There’s that montage near the end where we show them growing up through the different stages of their lives. I used to call it the “Boys to Men” montage. I think it encapsulates the way the time just passes by and suddenly you’re like, ‘I’m old now. What just happened?’
It’s interesting you mention that about age. In the culture now we are seeing people in their 30s or mid-30s trying to take up skateboarding.
It’s like the new midlife crisis (laughs).
What were some of your influences in assembling and editing together the documentary?
‘Waking Life,’ ‘Slacker,’ ‘Kids,’ the documentaries ‘Stevie’ and ‘Sherman’s March,’ ‘Hoop Dreams,’ those are the ones that immediately stick out.
It’s interesting you mention “Kids,” because there is this Larry Clark vibe to some moments.
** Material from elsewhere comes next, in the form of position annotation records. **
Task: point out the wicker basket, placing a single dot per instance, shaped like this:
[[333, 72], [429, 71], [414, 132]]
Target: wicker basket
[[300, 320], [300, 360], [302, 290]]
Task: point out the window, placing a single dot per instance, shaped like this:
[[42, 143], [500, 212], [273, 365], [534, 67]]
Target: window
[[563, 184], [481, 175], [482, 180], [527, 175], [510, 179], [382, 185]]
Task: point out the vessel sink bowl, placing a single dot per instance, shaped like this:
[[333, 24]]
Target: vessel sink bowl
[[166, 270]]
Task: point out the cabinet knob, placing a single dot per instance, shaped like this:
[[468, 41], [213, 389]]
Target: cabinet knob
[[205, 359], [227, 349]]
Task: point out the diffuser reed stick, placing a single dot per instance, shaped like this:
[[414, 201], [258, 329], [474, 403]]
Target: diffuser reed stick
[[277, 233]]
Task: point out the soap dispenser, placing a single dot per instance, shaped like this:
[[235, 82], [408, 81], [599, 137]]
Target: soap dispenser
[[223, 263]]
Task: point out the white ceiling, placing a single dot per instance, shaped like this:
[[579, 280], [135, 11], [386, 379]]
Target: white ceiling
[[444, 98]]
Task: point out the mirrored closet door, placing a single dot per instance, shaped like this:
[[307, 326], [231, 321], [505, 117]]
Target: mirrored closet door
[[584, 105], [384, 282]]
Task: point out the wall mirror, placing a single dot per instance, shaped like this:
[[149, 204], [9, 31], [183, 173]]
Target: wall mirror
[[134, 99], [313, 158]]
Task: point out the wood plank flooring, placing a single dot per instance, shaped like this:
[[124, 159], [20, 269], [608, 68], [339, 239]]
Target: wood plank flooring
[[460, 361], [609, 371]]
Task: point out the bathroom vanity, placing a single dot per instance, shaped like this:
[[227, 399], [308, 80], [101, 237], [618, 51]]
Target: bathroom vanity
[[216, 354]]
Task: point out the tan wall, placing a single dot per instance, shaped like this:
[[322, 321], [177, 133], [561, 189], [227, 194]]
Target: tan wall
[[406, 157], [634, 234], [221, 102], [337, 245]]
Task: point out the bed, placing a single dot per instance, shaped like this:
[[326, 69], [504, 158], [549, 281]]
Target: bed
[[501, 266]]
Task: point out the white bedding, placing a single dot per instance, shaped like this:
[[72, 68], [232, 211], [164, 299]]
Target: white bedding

They’re literally watching ‘Kids’ in a scene in the documentary if you remember. What’s magical about ‘Kids’ is that it isn’t a movie about skating. It’s a story that takes place within the world of skating.
Have the subjects from the documentary seen the final cut?
Yes, actually I showed them the final cut like a month and a half before Sundance. Zack was relieved because he thought he was going to be portrayed worse. Ziere laughed when he laughed and cried when he cried. Nina relived her experience and it was very painful, but ultimately it helped her move on. In hindsight I realized she had never processed it. She put it all in a box and never dealt with those feelings. My mom says she’s proud of me. Nina wanted that scene of the fight on her cell phone shortened. That’s the only thing anybody wanted changed.
How did you get the attention of Hulu and how did that relationship then begin?
I mean there’s a million invisible steps. I did fellowships. I went to Tribeca to make industry pitches. That was my first time sitting at a table with power players. I did a fellowship with Film Independent here in L.A., did a fellowship in North Carolina, and there’s a lot of meeting people and sort of getting your face out into the world, putting your project’s name on people’s lips. Finally at the end of 2016 I finally got funding, up until that point I was just doing it on the side with my own money. That was with PBS. Then we got into Sundance and the film was good enough for us to get offers. It’s a lot of hard work and dedication, being willing to play game as your learning the rules of the game, which can be frustrating.
What do you hope viewers who are outside of the world of skateboarding, who see these kids passing by, learn from this documentary?
There’s a million Zacks and a million Zieres out there, and they don’t always skateboard. This is a story about young people at heart. They happen to be good skateboarders, but this happens to what a lot of young people are going through.
“Minding the Gap” premieres Aug. 17 on Hulu and select theaters.